Friday, Jan. 31, 1964
CARTOONIST Going West
After the death of the Los Angeles Times's Editorial Cartoonist Bruce Russell last month (of a heart attack at 60), Publisher Otis Chandler went hunting for a successor. Last week Chandler, who wants "the best of everything" for his paper and is prepared to pay the price, announced a considerable catch: the Denver Post's Paul Conrad, 39 (TIME, June 13, 1960), one of the best editorial cartoonists in the U.S.
Cartoonist Conrad is a registered Democrat who says he has "strayed from the path of righteousness and truth" only once--to vote for Eisenhower in 1952. But his pen knows no political party. In Los Angeles he will find much the same political environment that he is getting ready to leave. Both the Post and the Times are Republican papers.

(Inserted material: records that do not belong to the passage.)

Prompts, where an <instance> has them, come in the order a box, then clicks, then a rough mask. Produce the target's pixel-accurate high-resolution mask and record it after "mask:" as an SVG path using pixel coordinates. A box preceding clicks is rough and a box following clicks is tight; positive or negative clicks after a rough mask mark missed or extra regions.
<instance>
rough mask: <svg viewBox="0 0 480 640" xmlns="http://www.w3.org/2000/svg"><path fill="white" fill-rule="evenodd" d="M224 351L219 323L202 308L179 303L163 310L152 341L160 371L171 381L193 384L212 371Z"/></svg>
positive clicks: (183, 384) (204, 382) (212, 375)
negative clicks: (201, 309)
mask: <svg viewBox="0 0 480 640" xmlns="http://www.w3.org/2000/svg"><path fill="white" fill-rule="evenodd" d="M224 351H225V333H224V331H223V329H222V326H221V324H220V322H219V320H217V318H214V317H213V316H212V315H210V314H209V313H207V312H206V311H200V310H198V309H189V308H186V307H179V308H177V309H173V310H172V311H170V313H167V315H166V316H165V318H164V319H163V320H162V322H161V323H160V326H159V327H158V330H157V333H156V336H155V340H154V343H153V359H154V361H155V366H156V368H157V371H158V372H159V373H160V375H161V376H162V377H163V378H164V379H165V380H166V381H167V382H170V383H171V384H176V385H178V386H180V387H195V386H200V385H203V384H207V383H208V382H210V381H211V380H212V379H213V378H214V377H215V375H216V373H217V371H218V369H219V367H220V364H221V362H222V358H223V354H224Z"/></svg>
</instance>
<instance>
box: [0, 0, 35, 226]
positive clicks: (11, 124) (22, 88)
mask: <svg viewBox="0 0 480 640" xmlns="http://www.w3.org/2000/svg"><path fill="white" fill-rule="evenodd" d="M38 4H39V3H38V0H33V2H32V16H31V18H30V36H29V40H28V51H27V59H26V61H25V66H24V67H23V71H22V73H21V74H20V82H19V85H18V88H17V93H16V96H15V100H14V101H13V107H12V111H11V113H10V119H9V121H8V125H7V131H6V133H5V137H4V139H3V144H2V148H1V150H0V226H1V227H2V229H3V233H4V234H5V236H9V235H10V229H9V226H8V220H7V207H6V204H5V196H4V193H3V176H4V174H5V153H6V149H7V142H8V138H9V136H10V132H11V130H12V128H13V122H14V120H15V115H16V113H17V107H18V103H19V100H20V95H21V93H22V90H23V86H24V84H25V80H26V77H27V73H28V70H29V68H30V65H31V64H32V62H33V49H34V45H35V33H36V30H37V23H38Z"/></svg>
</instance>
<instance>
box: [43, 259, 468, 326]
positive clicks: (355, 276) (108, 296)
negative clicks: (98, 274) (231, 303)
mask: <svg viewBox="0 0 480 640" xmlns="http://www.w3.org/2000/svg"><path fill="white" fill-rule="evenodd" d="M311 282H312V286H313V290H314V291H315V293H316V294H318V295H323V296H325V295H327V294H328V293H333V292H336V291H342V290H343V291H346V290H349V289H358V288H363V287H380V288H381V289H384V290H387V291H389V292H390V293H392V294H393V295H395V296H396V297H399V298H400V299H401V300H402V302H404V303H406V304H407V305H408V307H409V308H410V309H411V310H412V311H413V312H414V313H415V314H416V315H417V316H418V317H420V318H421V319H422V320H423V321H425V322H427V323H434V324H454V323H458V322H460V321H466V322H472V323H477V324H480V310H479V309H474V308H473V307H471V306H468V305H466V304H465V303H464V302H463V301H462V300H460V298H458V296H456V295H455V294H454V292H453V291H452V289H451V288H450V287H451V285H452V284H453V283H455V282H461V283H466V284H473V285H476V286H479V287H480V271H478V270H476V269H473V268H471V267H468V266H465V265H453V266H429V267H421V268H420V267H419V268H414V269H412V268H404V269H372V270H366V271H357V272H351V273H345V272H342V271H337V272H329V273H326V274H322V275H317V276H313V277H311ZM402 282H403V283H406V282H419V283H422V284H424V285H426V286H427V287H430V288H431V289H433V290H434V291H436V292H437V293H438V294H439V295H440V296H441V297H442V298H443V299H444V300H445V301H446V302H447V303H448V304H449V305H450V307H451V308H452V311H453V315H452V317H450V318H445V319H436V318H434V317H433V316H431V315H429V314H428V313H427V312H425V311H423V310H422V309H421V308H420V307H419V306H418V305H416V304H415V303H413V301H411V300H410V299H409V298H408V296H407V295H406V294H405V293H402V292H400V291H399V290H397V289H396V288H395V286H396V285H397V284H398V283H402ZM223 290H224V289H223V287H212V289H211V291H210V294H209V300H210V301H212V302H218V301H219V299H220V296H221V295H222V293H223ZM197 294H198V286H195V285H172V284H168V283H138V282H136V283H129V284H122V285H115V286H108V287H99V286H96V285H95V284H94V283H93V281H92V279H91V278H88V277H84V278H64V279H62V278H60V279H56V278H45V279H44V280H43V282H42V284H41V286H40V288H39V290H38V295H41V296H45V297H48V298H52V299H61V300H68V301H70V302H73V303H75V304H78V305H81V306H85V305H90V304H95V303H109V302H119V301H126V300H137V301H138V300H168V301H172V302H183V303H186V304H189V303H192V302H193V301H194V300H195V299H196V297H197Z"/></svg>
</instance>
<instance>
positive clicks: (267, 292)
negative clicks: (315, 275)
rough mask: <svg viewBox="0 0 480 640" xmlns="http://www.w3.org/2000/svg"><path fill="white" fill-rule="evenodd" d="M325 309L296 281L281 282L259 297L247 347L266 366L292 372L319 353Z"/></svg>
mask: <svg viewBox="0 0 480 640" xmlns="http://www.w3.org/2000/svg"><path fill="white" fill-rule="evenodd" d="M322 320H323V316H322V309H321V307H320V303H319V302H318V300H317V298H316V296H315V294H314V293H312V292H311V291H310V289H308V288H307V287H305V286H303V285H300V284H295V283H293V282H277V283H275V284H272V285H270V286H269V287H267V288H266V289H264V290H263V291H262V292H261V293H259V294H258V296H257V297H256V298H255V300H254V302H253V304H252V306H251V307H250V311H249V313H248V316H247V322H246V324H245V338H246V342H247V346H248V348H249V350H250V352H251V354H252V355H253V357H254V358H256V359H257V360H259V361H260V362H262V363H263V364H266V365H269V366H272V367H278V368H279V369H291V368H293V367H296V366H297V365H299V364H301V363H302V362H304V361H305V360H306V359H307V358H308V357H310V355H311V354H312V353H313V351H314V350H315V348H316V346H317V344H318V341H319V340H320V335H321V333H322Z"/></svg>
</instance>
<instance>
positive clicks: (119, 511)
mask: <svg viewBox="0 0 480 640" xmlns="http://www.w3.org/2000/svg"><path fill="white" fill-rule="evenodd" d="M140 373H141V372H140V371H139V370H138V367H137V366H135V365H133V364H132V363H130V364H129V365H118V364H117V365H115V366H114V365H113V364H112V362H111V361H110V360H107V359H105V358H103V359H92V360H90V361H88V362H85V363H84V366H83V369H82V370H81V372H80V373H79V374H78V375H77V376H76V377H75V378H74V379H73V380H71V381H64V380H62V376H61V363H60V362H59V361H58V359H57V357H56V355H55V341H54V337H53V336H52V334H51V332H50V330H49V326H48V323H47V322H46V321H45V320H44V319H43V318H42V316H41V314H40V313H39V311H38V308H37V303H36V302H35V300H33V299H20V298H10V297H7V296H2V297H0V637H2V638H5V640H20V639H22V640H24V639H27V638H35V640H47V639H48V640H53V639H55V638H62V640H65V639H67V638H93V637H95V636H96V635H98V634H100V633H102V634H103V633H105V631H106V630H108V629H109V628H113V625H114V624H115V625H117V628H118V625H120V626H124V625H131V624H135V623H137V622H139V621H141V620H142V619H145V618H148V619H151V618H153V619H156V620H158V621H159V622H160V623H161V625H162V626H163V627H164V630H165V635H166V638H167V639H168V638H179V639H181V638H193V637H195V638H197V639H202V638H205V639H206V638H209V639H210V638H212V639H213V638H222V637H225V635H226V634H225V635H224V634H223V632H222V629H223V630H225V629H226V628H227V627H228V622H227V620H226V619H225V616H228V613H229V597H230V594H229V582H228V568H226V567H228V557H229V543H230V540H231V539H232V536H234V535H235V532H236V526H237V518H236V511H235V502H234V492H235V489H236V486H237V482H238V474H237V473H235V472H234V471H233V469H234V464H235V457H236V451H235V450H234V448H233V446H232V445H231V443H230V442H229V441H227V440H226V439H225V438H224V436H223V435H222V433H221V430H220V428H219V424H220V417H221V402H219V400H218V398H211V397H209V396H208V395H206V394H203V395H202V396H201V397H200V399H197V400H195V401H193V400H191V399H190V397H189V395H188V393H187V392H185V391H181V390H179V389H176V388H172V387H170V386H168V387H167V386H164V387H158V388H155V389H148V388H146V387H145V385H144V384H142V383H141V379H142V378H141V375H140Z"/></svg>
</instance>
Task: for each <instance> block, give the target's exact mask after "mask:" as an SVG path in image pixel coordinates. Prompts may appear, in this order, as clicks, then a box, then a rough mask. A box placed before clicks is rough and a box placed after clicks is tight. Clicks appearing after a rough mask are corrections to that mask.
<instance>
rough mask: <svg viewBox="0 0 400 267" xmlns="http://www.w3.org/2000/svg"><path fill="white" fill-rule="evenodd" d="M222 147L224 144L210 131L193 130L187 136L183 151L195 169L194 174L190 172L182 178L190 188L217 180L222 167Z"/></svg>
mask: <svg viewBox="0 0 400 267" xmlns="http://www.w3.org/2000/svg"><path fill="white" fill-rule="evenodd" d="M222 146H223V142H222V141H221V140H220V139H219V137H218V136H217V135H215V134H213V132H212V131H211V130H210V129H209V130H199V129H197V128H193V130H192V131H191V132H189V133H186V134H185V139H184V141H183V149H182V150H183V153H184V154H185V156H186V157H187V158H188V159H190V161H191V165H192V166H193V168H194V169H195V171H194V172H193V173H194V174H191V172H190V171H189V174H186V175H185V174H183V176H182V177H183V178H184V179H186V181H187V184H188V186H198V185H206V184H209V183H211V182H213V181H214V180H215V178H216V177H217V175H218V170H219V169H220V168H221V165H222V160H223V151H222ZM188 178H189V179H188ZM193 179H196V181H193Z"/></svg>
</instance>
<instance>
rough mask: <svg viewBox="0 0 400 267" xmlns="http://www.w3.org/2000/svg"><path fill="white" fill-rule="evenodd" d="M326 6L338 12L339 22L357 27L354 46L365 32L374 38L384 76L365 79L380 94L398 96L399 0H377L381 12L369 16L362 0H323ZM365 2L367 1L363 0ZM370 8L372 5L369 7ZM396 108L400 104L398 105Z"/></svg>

But Times Publisher Chandler has promised Conrad the same latitude that he enjoyed in Denver, where, despite occasional remonstrances from Post Publisher Palmer Hoyt, Conrad persisted in depicting former President Eisenhower as progressively senile and slightly vacuous.
Conrad's new three-year contract with the Times will not affect his distribution to some 81 papers through the Des Moines Register and Tribune Syndicate under a contract that has four more years to run. Thus his work will continue to appear in the Denver Post--at least until Palmer Hoyt goes hunting for a successor.